これは、この時期のN.W.O.B.H.M.シーンでも見られた、アメリカマーケットを意識したものと考えることもできますが、米国的なポップロック・サウンドよりも、U2などのポストパンク/ニューウェイヴ系のUKポップロックに近いテイストが濃厚に感じられます。
初期の作風を期待すると裏切られますが、地味でながらもナカナカに捨てがたい味わいを持った通好みなアルバムです。
|ヘヴィネス:★★☆☆☆
|スピード:★★☆☆☆
|変則リフ度:★★☆☆☆
|叙 情 度:★★★★☆
|総合評価:★★★★☆
代表作 賛否両論 通好み スルメ盤 実験作
Death and Progress|デス・アンド・プログレス
オリジナルアルバム – 4作目 (1993年)
〈METALLICHA〉らスラッシュメタルの原点として注目が高まり、その流れに乗じた再結成の末にリリースされた復活作。
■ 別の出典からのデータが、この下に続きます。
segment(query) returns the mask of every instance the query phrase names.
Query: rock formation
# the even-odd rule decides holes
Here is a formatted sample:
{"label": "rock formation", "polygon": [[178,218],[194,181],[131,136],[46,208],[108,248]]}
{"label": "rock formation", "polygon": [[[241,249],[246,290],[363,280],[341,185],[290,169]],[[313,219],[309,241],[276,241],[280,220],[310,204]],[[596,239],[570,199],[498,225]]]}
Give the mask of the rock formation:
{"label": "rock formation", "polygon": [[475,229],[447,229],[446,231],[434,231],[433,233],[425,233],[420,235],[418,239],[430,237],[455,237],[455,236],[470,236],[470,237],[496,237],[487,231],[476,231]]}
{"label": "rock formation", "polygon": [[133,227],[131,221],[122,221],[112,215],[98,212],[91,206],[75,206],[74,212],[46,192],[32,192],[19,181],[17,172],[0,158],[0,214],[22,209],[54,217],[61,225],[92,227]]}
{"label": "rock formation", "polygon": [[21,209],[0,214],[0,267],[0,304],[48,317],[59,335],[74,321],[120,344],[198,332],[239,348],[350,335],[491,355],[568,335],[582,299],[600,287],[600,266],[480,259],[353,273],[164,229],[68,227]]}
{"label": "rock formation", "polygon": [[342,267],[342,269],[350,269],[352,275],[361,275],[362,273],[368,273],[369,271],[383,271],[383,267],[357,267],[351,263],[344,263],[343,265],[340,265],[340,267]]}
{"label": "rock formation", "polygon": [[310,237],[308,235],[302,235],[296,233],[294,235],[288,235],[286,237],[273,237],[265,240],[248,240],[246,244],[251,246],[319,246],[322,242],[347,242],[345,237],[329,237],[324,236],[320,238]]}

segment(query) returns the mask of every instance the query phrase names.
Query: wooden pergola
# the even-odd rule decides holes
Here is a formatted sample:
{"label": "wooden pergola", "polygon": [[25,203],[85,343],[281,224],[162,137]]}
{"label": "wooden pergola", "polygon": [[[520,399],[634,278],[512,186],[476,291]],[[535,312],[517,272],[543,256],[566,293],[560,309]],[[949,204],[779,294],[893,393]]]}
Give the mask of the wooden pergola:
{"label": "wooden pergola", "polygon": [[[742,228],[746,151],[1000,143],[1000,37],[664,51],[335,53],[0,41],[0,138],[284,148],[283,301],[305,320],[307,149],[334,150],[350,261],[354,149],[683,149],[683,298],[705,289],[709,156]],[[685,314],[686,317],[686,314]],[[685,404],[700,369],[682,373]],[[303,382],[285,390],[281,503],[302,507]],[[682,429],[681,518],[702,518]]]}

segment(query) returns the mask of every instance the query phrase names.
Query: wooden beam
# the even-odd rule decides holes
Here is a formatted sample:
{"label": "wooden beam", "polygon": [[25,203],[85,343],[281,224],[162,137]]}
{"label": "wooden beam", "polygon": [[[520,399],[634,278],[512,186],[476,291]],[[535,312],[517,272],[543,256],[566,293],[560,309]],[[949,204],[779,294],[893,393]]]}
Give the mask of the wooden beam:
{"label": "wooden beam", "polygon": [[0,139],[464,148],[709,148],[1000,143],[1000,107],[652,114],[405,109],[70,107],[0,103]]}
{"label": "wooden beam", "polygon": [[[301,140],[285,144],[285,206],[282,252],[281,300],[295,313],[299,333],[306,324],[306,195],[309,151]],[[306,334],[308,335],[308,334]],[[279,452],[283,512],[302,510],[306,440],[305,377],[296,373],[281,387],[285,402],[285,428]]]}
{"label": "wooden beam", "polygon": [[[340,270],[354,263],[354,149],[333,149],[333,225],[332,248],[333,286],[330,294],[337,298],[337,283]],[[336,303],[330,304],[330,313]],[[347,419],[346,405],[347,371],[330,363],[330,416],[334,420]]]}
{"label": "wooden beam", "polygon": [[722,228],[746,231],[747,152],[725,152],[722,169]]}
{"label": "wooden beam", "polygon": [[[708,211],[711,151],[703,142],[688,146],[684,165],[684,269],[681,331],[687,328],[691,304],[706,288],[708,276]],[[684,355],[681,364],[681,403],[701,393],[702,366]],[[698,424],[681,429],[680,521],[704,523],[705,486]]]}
前作と比較するとヘヴィネスが大きく強化されており、曲によってはメタリックな質感も感じられます。
時代背景からグランジの影響ともされがちですが、グランジフォロワーの典型的スタイルとは明確に一線を画しており、ファンキーでブルージーなテイストを持った、よりオーソドックスなハードロックを展開しています。
初期の、“アク”や“クセ”の強さは大聴く薄まってややデオドラントされ気味の作風は、ちょっと前のメインストリームを意識したようにも聴こえ、曲によってはレニー・クラヴィッツのヘヴィナンバーなどを思わせる部分さえあります。
おおむね水準以上の良質なハードロックではあるものの、その“That’s無難”なスタイルを大きく超えたり逸脱するような、プラスαのサムシングは見られません。
|変則リフ度:★★☆☆☆|叙 情 度:★★☆☆☆|総合評価:★★★★☆
賛否両論 スルメ盤 実験作
All Will Be Revealed|オール・ウィル・ビー・リヴィールド
オリジナルアルバム – 5作目 (2005年)
今回ばかりは、さすがに“グランジ化”と言われても仕方のないであろうスタイルで、ミッドテンポ主体のサウンドは、〈LED ZEPPELIN〉という共通のルーツを持っていることもあって、時に〈SOUNDGARDEN〉や後期の〈EXTREME〉あたりを想起させます。
若干ファストチューンもありますが、基本的にはロックテイストが強いハード・ロックンロール的な作風です。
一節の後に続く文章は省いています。